Die vier Beteiligtenrollen

Worum es geht

An einem Fall hängen die Personen und Unternehmen, um die es geht. Jedes davon hat eine Rolle, und die Rolle entscheidet, welche Dokumente verlangt und welche Prüfschritte nötig werden.

Es gibt genau vier.

Die Rollen

Antragsteller. Ihr Vertragspartner — die Person oder das Unternehmen, mit dem Sie die Geschäftsbeziehung eingehen. Genau einer je Fall, automatisch angelegt beim Anlegen des Falls.

Gesetzlicher Vertreter. Wer das Unternehmen kraft Gesetzes oder Satzung vertritt: Geschäftsführerin, Vorstand, vertretungsberechtigter Gesellschafter. Ergibt sich aus dem Registerauszug.

Wirtschaftlich Berechtigter. Die natürliche Person, in deren Eigentum oder unter deren Kontrolle das Unternehmen letztlich steht. Nicht unbedingt identisch mit der Geschäftsführung.

Auftretende Person. Wer im Namen Ihres Kunden handelt, ohne gesetzlicher Vertreter zu sein — typischerweise mit Vollmacht. Etwa eine Assistenz, die den Vertrag unterschreibt.

Zwei feste Regeln

Nur der Antragsteller kann ein Unternehmen sein. Vertreter, wirtschaftlich Berechtigte und auftretende Personen sind immer natürliche Personen. Halten Sie Zwischengesellschaften einer Beteiligungskette fest, gehören sie nicht als Beteiligte in den Fall, sondern in die Beschreibung der Eigentums- und Kontrollstruktur.

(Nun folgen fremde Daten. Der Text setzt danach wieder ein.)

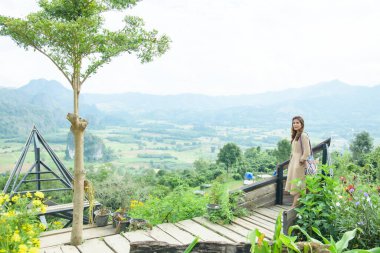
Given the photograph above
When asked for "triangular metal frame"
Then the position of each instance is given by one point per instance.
(39, 167)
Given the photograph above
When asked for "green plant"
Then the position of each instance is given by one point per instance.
(235, 199)
(259, 245)
(316, 202)
(218, 196)
(192, 245)
(280, 240)
(178, 205)
(19, 225)
(357, 206)
(334, 247)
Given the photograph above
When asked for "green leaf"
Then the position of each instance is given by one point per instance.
(252, 239)
(346, 238)
(192, 245)
(374, 250)
(277, 243)
(316, 230)
(332, 248)
(309, 238)
(289, 243)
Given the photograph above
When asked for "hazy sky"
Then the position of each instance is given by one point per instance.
(227, 47)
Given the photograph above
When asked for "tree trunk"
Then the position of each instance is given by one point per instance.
(78, 127)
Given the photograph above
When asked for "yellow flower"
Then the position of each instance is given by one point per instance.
(15, 198)
(22, 248)
(42, 226)
(4, 198)
(33, 250)
(27, 227)
(31, 233)
(36, 242)
(16, 237)
(39, 195)
(37, 202)
(43, 209)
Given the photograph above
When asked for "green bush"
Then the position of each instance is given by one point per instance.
(180, 204)
(357, 206)
(316, 202)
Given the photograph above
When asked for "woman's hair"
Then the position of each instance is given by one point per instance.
(296, 135)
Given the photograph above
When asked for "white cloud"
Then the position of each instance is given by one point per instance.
(229, 47)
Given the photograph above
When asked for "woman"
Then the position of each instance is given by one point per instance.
(297, 164)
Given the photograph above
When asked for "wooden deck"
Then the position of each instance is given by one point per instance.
(168, 237)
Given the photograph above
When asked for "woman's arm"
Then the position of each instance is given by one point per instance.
(306, 146)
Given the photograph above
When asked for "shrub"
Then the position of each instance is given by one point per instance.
(19, 225)
(180, 204)
(357, 206)
(316, 204)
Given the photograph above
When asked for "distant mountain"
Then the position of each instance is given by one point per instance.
(331, 106)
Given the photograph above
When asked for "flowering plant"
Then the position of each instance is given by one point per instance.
(19, 226)
(357, 206)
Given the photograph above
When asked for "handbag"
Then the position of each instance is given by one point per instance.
(311, 165)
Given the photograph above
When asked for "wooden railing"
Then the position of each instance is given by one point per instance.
(323, 146)
(272, 189)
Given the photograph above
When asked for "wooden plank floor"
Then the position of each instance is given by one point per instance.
(104, 239)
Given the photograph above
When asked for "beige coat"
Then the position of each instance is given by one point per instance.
(295, 169)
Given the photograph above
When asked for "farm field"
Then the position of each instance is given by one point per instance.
(157, 145)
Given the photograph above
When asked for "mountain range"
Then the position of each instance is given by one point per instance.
(331, 106)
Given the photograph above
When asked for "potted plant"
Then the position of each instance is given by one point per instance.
(120, 220)
(101, 216)
(136, 224)
(215, 197)
(218, 209)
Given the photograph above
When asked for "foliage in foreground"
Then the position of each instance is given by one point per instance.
(181, 204)
(280, 240)
(335, 206)
(19, 225)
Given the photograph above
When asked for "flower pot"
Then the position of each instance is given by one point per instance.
(122, 226)
(101, 220)
(213, 208)
(117, 216)
(136, 224)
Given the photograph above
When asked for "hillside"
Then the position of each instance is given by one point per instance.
(326, 106)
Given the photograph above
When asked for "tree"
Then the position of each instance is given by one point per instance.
(283, 150)
(361, 145)
(230, 154)
(72, 35)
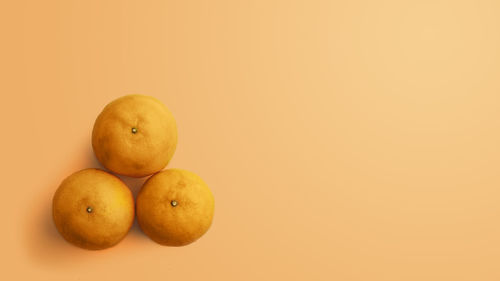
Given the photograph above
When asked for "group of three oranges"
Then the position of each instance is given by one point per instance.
(134, 136)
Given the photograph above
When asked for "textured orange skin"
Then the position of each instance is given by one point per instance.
(112, 209)
(179, 225)
(138, 154)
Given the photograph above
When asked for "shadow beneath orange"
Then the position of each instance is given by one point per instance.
(44, 242)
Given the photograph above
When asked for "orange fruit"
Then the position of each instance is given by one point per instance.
(93, 209)
(134, 135)
(175, 207)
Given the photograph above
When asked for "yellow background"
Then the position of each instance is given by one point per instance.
(343, 140)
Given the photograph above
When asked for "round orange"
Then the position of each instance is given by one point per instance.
(93, 209)
(135, 135)
(175, 207)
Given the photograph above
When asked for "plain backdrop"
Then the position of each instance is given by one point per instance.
(343, 140)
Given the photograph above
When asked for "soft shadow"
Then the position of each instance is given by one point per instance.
(44, 242)
(135, 185)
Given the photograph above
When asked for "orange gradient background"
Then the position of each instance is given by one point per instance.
(343, 140)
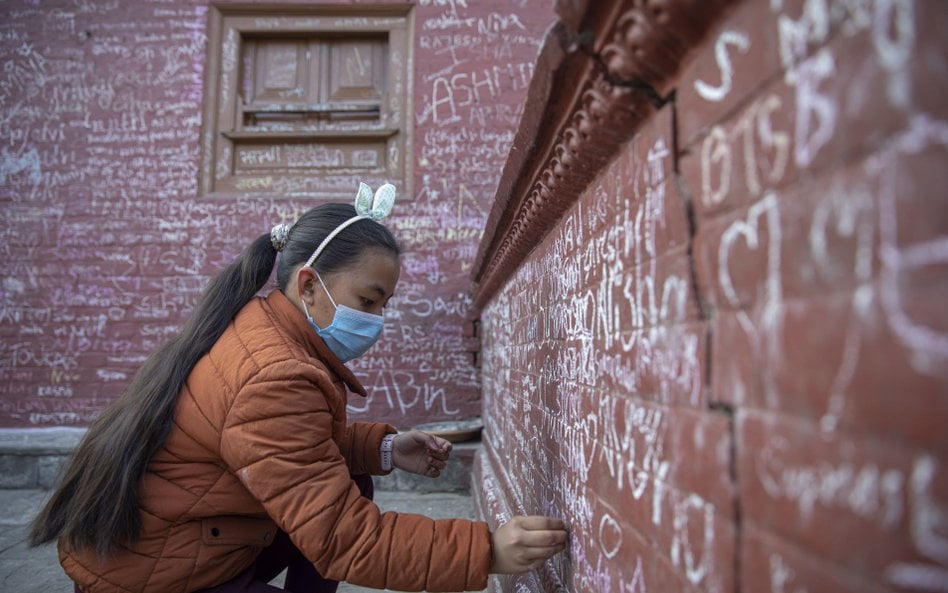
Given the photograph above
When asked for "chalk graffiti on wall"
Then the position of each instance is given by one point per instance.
(100, 115)
(808, 184)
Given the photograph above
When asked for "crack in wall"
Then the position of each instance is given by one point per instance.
(583, 42)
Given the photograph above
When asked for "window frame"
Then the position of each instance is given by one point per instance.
(229, 24)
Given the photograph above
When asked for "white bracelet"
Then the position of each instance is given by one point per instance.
(387, 442)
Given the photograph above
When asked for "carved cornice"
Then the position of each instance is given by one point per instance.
(603, 70)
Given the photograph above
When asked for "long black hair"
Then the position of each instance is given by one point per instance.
(96, 502)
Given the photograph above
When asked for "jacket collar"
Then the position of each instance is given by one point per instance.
(292, 320)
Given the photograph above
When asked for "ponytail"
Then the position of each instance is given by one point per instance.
(96, 503)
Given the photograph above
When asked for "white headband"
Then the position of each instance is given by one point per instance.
(368, 206)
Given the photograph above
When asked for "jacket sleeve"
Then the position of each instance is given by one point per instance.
(277, 439)
(362, 447)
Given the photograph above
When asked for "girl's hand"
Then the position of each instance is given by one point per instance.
(524, 543)
(420, 453)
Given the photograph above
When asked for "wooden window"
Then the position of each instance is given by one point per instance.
(308, 101)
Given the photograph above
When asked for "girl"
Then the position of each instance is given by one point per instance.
(229, 457)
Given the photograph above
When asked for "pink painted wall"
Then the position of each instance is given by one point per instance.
(105, 244)
(726, 364)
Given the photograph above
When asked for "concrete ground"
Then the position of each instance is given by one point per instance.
(26, 570)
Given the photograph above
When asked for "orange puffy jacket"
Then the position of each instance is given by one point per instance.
(261, 442)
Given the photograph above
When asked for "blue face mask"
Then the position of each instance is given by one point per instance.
(351, 332)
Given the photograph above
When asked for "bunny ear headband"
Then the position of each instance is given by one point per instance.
(368, 205)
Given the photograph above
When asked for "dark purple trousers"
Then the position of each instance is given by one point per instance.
(301, 576)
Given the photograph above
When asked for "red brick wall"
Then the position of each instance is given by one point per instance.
(727, 366)
(106, 245)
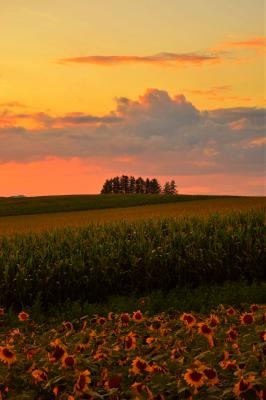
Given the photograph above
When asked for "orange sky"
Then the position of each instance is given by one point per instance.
(93, 89)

Eine Person kann mehrere Rollen haben. Der Alleingesellschafter-Geschäftsführer ist gesetzlicher Vertreter und wirtschaftlich Berechtigter zugleich. Soverra verlangt seinen Ausweis dann trotzdem nur einmal — die Dokumentliste wird zusammengeführt.

Was je Rolle geprüft wird

Identifizierung Berechtigung prüfen Screening PeP-Status
Antragsteller (Person) ja ja ja
Antragsteller (Unternehmen)
Gesetzlicher Vertreter ja ja ja ja
Wirtschaftlich Berechtigter ja ja ja
Auftretende Person ja ja ja ja

Das Sanktions- und PeP-Screening läuft nur für natürliche Personen, nicht für Unternehmen.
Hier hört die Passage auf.